I am trying to merge two files by Perl.
Codes so far:
my $hash_ref;
open (my $I_fh, "<", "File1.txt") or die $!;
my $line = <$I_fh>;
while ($line = <$I_fh>) {
chomp $line;
my @cols = split ("\t", $line);
my $key = $cols[1];
$hash_ref -> {$key} = \@cols;
}
close $I_fh;
open (my $O_fh, "<", "File2.txt") or die $!;
while ($line = <$O_fh>) {
chomp $line;
my @cols = split ("\t", $line);
my $key = shift (@cols);
push (@{$hash_ref -> {$key}}, @cols);
}
close $O_fh;
open (my $out, ">", "merged.txt") or die $!;
foreach my $key (sort keys %$hash_ref) {
my $row = join ("\t", @{$hash_ref -> {$key}});
print $out "$key\t$row\n";
}
close $out;
I am using print or Dumper function to check every steps. In the terminal windows, everything is fine. However, in my output file (merged txt), the format was changed. I would like to merge two files by adding more columns, not adding more rows. How can I fix codes?
File 1.txt:
Index Name Column1 Column2
1 A1 AB
2 A2 CD
3 B1 EF
4 B2 GH
File 2.txt:
Name Type
A1 1
A2 1
B1 2
B2 1
Merged file:
A1 1 AB
1
A2 2 CD
1
B1 3 EF
2
B2 4 GH
1
Wanted file:
Name Type Column2
A1 1 AB
A2 1 CD
B1 2 EF
B2 1 GH
Assuming the files are sorted based on the name column, this is really easy to do thanks to the join(1) program:
$ join --header -t $'\t' -o 2.1,2.2,1.4 -1 2 -2 1 file1.tsv file2.tsv
Name Type Column2
A1 1 AB
A2 1 CD
B1 2 EF
B2 1 GH
The --header
option is a GNU extension that excludes the first lines of the two files from being joined and treats them as column titles instead. -t
sets the column separator, -o
controls what columns are included in the output (A list of FILE.COLUMN specifiers), and -1
and -2
choose the columns that are used to join the two files.

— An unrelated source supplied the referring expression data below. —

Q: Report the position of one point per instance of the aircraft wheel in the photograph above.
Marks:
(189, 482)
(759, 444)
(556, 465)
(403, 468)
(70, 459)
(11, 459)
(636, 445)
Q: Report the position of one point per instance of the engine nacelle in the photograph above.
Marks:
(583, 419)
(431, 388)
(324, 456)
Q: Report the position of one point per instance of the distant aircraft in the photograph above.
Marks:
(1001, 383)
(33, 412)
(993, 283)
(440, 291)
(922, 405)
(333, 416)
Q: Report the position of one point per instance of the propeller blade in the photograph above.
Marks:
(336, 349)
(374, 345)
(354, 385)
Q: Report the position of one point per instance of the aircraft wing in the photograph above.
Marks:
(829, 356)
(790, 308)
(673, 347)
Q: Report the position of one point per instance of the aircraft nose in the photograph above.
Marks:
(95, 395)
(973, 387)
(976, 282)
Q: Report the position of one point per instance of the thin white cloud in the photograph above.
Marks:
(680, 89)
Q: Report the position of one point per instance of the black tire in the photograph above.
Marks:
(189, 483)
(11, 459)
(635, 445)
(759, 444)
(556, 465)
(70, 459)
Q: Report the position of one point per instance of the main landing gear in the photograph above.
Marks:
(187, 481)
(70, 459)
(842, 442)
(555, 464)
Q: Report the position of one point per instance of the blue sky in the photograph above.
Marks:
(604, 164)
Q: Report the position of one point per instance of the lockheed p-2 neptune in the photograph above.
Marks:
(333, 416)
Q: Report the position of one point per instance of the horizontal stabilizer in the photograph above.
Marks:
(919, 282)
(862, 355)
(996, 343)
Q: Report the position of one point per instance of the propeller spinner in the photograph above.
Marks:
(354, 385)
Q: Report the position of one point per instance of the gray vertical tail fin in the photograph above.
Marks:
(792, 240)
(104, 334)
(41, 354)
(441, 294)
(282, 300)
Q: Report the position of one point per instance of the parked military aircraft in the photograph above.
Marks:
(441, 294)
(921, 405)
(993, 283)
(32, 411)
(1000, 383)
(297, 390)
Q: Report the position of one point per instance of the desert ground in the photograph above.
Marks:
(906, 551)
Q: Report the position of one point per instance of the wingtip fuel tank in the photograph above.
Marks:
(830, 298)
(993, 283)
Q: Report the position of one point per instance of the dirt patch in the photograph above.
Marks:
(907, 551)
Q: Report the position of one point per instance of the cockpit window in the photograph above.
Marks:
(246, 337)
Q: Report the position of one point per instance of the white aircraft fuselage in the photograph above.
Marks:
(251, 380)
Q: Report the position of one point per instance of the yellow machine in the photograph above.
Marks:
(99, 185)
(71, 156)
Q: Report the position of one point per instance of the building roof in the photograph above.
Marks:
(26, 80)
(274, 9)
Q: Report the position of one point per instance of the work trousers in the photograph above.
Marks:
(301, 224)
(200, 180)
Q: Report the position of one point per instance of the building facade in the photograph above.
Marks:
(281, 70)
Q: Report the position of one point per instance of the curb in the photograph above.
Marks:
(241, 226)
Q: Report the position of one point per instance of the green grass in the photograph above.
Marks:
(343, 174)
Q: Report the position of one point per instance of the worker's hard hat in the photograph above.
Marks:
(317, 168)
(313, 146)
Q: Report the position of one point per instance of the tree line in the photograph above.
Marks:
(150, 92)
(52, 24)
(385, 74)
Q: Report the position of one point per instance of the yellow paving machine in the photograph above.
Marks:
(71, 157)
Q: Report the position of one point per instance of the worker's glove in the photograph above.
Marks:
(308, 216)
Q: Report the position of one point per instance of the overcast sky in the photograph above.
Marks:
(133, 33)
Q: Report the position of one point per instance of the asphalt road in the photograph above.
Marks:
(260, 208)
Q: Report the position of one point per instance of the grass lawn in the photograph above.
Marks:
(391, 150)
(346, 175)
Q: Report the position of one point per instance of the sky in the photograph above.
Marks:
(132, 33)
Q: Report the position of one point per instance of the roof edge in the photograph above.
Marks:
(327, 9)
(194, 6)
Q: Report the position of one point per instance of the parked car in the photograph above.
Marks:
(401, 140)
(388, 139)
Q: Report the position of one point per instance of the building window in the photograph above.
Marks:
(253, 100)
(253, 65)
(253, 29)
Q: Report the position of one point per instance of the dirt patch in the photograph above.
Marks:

If they're not sorted, or if you're set on perl, your code looks very very close; besides all the typos and such, you're printing out every column, not just the ones your desired output suggest you care about. Consider:
#!/usr/bin/perl
use warnings;
use strict;
use feature qw/say/;
use autodie;
my %names;
sub read_file {
my ($file, $idx) = @_;
open my $in, "<", $file;
my $header = <$in>;
while (<$in>) {
chomp;
my @F = split /\t/;
push @{$names{$F[$idx]}}, \@F;
}
}
read_file "file1.tsv", 1;
read_file "file2.tsv", 0;
say "Name\tType\tColumn2";
for my $n (sort keys %names) {
my $row = $names{$n};
say "$n\t$row->[1][1]\t$row->[0][3]";
}
I also suspect your strange output might be explained by running your program on data files that use Windows-style line endings when your OS uses Unix-style line endings.